1. The problem statement, all variables and given/known data Two long parallel wires are a center-to-center distance of 1.50 cm apart and carry equal anti-parallel currents of 1.80 A. Find the magnetic field intensity at the point P which is equidistant from the wires. (R = 4.00 cm). 2. Relevant equations [tex] B= \frac{u_{0}I}{2\pi r} [/tex] infinite wire 3. The attempt at a solution Ok I have been workin this problem for a while. In terms of vectors, the y's cancel out. For the X direction I get: [tex] B_{totalx}=\frac{u_{0} I R}{\pi \sqrt( (d/2)^2 +R^2)}[/tex] I dont get why I am wrong, I took the sum of the b-fields in terms of vectors. And no the answer is not 0 T!

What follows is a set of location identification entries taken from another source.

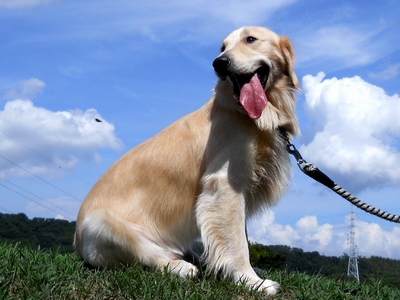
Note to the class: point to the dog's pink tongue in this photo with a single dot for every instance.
(253, 98)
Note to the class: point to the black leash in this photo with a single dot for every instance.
(316, 174)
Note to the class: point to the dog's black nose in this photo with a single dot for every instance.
(221, 65)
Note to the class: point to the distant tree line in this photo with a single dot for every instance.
(58, 234)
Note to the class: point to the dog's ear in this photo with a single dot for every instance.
(288, 54)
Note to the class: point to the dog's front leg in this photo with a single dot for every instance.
(220, 214)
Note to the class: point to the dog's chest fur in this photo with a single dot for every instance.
(271, 170)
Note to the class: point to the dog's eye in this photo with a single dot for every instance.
(223, 48)
(251, 39)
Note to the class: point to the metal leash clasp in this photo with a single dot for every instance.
(301, 162)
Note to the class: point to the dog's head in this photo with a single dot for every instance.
(256, 68)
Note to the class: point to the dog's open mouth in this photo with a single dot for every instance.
(249, 90)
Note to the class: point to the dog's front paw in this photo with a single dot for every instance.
(269, 287)
(182, 268)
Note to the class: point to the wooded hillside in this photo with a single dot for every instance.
(53, 234)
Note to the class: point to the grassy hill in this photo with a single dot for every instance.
(37, 274)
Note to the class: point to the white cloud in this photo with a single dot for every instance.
(306, 233)
(63, 137)
(356, 126)
(23, 3)
(26, 89)
(328, 239)
(389, 73)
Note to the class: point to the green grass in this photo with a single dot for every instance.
(35, 274)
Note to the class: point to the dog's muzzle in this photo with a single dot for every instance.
(223, 67)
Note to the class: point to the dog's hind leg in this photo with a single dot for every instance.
(109, 241)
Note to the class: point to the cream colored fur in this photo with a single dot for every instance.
(202, 176)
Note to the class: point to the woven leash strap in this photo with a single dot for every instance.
(316, 174)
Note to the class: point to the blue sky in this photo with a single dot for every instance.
(140, 65)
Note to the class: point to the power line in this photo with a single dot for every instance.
(19, 142)
(6, 210)
(32, 200)
(41, 178)
(59, 207)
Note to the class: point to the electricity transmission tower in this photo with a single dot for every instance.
(352, 269)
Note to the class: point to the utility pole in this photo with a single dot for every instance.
(352, 269)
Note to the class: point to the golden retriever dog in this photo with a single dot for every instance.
(204, 175)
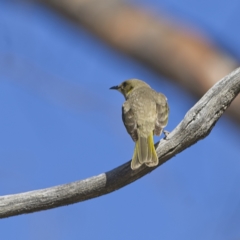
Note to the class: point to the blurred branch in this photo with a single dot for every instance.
(197, 124)
(170, 48)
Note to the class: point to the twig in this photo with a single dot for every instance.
(196, 125)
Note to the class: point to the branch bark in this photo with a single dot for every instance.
(197, 124)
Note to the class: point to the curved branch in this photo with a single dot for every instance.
(196, 125)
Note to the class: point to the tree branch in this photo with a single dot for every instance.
(170, 47)
(196, 125)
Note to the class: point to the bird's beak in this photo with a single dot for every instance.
(114, 87)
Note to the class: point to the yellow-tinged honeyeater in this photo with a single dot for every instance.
(144, 113)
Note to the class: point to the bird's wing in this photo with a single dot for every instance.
(129, 121)
(162, 113)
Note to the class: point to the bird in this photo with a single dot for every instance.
(144, 113)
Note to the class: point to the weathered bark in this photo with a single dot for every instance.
(196, 125)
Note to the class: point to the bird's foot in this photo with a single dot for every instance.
(166, 133)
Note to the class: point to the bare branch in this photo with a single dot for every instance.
(196, 125)
(170, 47)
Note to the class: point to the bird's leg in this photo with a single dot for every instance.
(165, 132)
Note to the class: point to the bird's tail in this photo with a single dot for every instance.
(144, 153)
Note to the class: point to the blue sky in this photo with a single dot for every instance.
(60, 123)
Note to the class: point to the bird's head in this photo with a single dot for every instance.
(128, 86)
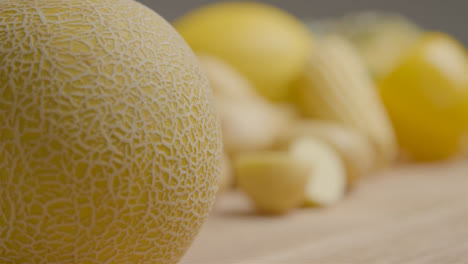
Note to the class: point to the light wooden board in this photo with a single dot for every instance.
(412, 214)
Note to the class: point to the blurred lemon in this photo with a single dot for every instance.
(380, 37)
(267, 45)
(427, 97)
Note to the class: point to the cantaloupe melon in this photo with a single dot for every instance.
(109, 142)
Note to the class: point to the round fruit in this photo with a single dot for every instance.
(110, 145)
(265, 44)
(427, 97)
(381, 38)
(274, 180)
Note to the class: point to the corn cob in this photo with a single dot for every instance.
(336, 87)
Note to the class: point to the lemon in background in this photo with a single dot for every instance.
(265, 44)
(427, 97)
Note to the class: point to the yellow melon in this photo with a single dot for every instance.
(267, 45)
(109, 142)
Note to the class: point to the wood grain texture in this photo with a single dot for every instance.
(411, 214)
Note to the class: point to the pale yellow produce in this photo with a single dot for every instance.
(264, 43)
(381, 38)
(226, 177)
(249, 122)
(354, 148)
(336, 87)
(110, 145)
(275, 181)
(327, 171)
(250, 125)
(225, 80)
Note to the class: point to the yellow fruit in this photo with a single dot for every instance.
(226, 81)
(336, 87)
(381, 38)
(226, 177)
(273, 180)
(265, 44)
(327, 172)
(354, 148)
(427, 97)
(250, 125)
(110, 147)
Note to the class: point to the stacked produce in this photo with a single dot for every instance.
(112, 126)
(310, 109)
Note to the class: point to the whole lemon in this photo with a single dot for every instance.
(109, 141)
(267, 45)
(426, 96)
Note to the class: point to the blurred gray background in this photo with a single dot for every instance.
(450, 16)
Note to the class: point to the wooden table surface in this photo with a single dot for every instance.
(411, 214)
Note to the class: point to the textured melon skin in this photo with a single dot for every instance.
(109, 142)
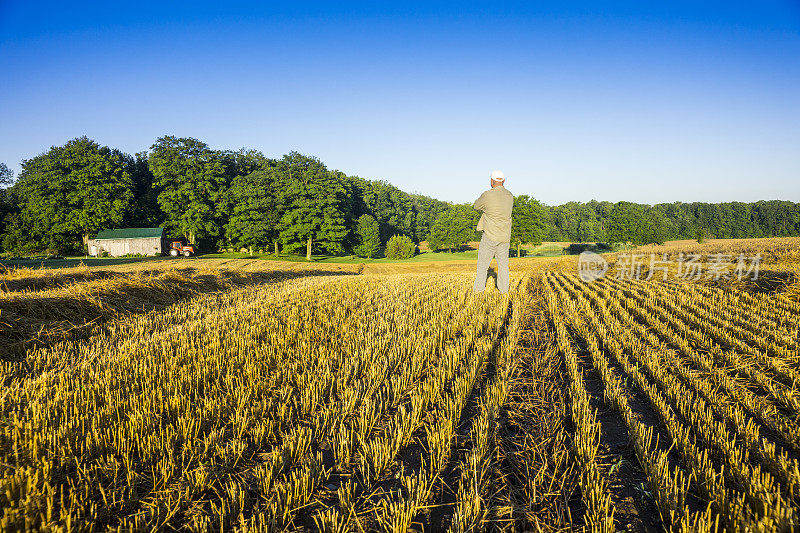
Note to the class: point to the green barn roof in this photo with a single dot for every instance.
(131, 233)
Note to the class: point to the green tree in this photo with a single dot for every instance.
(256, 208)
(6, 175)
(400, 247)
(527, 222)
(627, 223)
(192, 180)
(453, 227)
(369, 237)
(317, 208)
(70, 192)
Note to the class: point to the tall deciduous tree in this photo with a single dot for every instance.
(527, 222)
(72, 191)
(192, 180)
(316, 211)
(369, 237)
(6, 175)
(454, 227)
(256, 207)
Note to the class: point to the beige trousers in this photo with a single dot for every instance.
(487, 250)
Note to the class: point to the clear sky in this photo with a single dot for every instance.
(643, 101)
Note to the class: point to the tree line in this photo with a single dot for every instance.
(222, 199)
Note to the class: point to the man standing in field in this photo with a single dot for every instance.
(495, 223)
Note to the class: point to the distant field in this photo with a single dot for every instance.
(236, 393)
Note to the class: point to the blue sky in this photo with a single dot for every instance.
(640, 101)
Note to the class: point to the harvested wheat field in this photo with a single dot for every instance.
(342, 398)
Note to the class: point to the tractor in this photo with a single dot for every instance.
(178, 248)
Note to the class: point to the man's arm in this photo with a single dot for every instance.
(480, 203)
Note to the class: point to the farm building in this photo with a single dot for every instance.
(117, 242)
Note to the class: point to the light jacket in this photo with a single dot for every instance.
(496, 205)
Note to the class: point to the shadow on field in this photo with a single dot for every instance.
(41, 318)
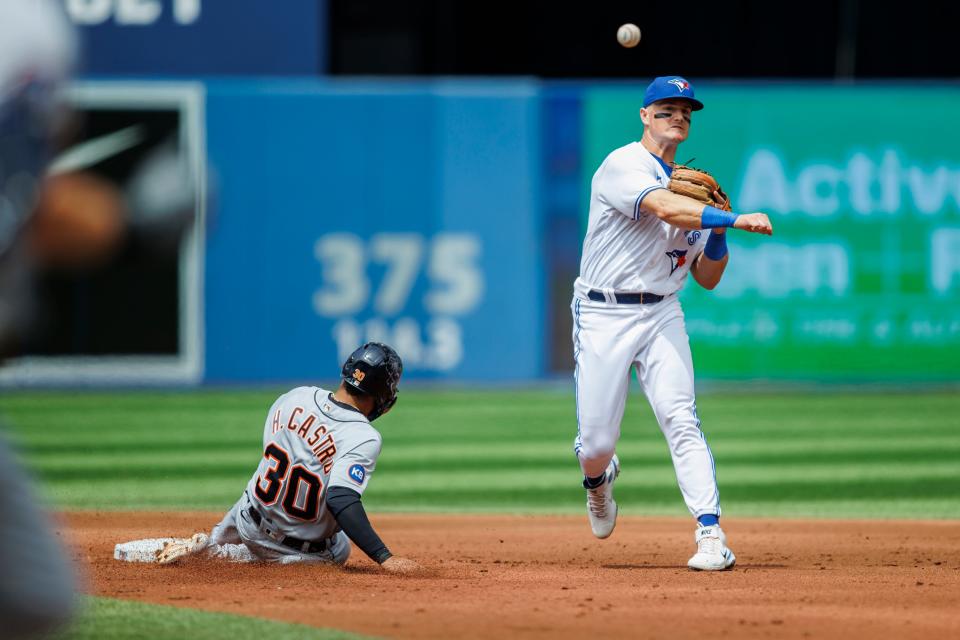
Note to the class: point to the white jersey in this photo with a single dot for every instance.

If they have equal, anti-parallel currents, and it's a point that's equidistance from the wires, then the answer has to be zero. Unless you decide to ignore the fact that magnetic fields are vectors.
Thats what I used to think too, but when I entered 0 T it is incorrect. there is something else I am missing.
Go back and ask your instructor what he means by anti-parallel. It has more than one meaning. It shouldn't but it does.
I agree, word choice could be better. However I don't have contact with my prof. right now, this assignment is due in an hour.
If I was you I would give your best guess (ignore that you know it's "not right") and argue for points later. Chances are others having the same problem.
he is not, there is an answer I people got. There is some trick though, but my math tells me otherwise,
??? The two B fields add up, they don't cancel!! It's when the currents are in the same direction that the total B field is zero at the point midway between them.